Les passants s'éclipsent, les touristes s'abritent, un mère cane et ses canetons se dandinent sur une pelouse et, sous l'orage, les arbres s'éveillent doucement. Ils répondent au vent et se laissent caresser avant de secouer leurs frondaisons ombrageuses. Enfin seuls! L'écorce se gorge d'eau, s'ouvre et se referme brusquement, plus vite que l'oeil nu ne peut le voir. Tout s'anime et notre monde devient sans repère. L'air tremble légèrement et une fine vapeur s'élève du sol. On dit que c'est une réaction du sol chaud au contact de la pluie mais nous savons, nous, que c'est parce que les arbres écartent très légèrement leurs racines : cette immobilité forcée leur pèse. Ce n'est certainement pas la faute des jardiniers si le nivellement du jardin des Tuileries est raté...

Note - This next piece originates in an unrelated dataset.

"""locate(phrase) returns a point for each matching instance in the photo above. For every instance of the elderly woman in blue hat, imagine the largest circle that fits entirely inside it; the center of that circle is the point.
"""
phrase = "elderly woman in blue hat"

Les arbres aiment les orages, ils peuvent alors se parler lorsque le tonnerre gronde et que la luminosité trop vive des éclairs dissimule aux indiscrets les branches qui s'élèvent anormalement. Ils regrettent le temps où des hectares de forêt couvraient Paris et  la douce région alors vallonée qui l'entourait et où ils pouvait se déplacer au gré de leurs envies, changer de place sans que personne ne les remarque, sauf bien sûr les rêveurs et les lunatiques. Certains arbres meurent  -ils ont oublié comment s'éveiller- tandis que d'autres se lamentent amèrement. Les arbres aussi pleurent sous la pluie.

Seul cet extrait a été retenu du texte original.